Stephen Keen, Professor of economics at the School of Social And Behavioural Sciences at the University of Kingston, UK, participates in this program.
It was the Nobel Prize winner, Simon Kuznets of Russian origins, who formulated the classical method of calculating GDP. But in 1934 he warned: “The welfare of a nation can scarcely be inferred from a measure of national income.” Professor King refers to GDP as being an accurate measure of an economy, but only in limited terms, because it does not take into account that the resources of the planet are being used up one and a half times more quickly than they are being regenerated, so any growth is taking place on borrowed time.
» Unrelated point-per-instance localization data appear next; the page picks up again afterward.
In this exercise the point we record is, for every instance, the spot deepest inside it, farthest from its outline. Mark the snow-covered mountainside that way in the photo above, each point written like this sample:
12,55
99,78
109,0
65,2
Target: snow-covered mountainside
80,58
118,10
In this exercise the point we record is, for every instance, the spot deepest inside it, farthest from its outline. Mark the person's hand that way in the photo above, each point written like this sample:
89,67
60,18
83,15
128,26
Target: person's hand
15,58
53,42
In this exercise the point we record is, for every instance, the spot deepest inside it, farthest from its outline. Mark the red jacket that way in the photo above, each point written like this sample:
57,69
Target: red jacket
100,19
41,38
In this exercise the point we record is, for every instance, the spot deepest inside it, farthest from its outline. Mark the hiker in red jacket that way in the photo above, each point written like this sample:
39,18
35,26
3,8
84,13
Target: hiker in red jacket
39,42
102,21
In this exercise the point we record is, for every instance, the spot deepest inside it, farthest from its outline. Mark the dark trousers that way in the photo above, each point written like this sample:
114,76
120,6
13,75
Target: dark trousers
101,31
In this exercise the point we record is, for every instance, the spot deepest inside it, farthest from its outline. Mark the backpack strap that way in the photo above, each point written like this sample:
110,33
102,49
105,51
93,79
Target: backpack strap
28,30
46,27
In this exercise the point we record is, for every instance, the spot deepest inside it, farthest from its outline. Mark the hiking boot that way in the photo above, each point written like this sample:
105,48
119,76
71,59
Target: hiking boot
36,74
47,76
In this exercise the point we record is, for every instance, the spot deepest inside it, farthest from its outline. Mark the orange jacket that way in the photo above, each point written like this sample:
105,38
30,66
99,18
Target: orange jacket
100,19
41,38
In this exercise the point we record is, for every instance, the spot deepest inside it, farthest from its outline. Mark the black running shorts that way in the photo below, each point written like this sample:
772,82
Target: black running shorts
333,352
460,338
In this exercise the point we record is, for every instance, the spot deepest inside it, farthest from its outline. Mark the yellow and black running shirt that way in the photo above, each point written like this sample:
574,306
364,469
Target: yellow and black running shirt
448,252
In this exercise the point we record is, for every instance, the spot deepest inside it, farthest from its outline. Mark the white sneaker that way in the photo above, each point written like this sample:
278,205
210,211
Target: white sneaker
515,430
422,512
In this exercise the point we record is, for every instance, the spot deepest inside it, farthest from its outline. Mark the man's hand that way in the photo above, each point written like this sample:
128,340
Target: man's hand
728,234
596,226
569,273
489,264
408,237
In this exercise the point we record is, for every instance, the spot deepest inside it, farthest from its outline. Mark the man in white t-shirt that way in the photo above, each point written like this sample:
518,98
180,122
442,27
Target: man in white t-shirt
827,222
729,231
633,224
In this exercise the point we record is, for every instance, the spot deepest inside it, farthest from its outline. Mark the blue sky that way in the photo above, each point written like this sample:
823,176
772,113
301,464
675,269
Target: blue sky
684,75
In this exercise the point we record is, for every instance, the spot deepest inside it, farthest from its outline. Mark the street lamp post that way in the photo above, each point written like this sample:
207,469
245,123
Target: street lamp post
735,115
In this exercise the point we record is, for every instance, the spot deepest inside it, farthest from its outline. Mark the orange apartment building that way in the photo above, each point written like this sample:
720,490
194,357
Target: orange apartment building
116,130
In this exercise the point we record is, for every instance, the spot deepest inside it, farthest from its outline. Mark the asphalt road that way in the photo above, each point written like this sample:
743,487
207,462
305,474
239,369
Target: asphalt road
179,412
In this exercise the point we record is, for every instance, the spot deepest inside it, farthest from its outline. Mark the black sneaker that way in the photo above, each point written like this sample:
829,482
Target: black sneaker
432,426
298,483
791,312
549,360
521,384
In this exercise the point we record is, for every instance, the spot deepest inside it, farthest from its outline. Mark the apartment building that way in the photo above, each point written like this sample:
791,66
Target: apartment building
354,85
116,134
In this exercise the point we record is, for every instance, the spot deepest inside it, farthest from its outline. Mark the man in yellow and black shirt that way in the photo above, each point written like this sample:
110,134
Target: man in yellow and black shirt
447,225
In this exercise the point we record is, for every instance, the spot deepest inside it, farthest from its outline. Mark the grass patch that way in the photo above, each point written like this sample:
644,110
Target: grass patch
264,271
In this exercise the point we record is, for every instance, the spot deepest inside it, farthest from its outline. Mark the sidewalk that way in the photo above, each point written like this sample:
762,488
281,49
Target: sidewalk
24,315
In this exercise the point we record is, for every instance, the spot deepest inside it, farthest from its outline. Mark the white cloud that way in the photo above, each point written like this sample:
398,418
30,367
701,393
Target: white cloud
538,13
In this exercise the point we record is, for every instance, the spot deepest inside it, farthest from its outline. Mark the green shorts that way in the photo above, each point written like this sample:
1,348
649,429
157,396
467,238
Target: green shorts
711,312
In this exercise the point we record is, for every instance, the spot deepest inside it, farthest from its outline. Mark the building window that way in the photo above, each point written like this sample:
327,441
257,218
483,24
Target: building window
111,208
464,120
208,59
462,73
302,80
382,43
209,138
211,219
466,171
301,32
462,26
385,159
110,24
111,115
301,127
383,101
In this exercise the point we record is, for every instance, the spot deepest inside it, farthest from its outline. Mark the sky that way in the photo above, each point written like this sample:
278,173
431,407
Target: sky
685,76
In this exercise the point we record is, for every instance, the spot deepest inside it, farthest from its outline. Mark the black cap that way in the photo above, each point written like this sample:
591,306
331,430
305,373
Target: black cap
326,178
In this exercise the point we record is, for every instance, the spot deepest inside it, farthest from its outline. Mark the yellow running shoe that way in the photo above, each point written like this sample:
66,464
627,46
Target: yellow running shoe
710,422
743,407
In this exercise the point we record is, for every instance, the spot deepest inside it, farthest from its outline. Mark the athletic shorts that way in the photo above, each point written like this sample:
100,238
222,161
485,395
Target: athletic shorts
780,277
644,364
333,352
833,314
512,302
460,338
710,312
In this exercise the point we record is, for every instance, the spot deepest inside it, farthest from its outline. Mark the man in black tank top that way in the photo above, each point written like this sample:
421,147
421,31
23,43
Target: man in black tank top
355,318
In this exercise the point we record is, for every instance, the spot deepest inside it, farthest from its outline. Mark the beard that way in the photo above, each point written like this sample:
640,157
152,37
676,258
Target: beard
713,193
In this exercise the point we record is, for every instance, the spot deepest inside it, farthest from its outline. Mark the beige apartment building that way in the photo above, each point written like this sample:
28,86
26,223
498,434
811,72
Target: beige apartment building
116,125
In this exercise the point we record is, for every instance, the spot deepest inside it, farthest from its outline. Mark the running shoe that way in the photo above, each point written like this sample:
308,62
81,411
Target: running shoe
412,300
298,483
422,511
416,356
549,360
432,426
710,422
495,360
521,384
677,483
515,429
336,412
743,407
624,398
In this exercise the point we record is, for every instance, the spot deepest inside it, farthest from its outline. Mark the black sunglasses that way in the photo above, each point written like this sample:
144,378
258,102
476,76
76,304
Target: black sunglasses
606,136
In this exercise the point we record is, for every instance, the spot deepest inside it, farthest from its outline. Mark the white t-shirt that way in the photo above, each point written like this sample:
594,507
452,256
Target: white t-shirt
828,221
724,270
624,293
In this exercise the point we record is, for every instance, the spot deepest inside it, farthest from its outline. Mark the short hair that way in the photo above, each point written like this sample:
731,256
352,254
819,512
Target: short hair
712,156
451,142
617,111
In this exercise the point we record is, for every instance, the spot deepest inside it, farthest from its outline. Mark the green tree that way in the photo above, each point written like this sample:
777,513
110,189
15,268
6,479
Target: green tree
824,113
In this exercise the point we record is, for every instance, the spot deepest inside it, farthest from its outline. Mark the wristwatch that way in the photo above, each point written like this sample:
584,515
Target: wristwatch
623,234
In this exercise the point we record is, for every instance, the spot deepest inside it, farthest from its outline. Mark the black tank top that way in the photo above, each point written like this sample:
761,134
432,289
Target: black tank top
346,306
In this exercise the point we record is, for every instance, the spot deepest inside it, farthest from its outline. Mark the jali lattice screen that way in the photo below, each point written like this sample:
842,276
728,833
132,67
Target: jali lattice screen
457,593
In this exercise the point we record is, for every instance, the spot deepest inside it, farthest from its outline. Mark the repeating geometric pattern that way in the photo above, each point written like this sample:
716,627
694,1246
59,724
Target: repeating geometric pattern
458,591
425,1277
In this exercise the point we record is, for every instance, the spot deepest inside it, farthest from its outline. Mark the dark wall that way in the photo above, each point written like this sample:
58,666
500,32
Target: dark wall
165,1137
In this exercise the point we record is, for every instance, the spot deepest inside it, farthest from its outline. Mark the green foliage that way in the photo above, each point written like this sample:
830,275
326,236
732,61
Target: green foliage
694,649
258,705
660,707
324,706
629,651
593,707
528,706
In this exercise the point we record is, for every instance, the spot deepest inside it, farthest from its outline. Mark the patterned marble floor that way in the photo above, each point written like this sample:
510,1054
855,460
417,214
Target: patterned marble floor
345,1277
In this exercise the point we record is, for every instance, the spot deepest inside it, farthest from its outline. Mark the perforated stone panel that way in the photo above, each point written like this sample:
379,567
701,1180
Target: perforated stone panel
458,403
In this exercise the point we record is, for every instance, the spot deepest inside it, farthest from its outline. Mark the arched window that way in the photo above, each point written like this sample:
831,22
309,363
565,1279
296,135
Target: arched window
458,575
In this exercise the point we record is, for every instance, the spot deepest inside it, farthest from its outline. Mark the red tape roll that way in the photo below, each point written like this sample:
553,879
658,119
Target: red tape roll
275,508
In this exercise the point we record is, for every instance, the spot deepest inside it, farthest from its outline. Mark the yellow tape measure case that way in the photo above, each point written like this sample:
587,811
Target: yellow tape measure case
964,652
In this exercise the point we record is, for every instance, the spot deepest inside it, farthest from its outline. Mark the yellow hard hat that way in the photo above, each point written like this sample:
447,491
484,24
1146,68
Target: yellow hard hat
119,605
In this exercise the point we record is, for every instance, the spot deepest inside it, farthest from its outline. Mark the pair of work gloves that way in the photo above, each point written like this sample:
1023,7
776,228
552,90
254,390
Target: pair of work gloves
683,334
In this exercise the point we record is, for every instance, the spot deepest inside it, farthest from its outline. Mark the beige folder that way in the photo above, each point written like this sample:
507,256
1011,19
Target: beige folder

The idea of capitalism itself has not produced the Shangri-La that perhaps we thought it was going to, and Professor Keen highlights the main problems with the ‘system’ as it exists now.
Professor Keen talks about the Achilles heel of this new model – that the ‘doughnut economy’ as envisaged by Kate Raworth will still need a ‘market’ to make it work, and it is not immediately clear how this will work. Professor Keen sees that the ‘market’ will still be able to function if caps are placed on the rewards gained by capitalists in recognition that many of the successes which they achieve are the results of hard work by others. Professor Keen is very clear that the circular economy does not aim to create a kind of Marxist economy. Rather a soft capitalist model. He describes Marxists as having made the mistake of thinking that wealth came from labor, and that this was based on the exploitation of labor. “That’s flat out wrong. Where the wealth has come from is the exploitation of energy; labor and machinery are two ways in which we harness this energy. But then we have a struggle over the distribution of the wealth from that, … and the appalling machinery that people had to use of course gave rise to evolutionary fervor…” Professor Keen says.
The ‘circular economy’ is well worth thinking seriously about.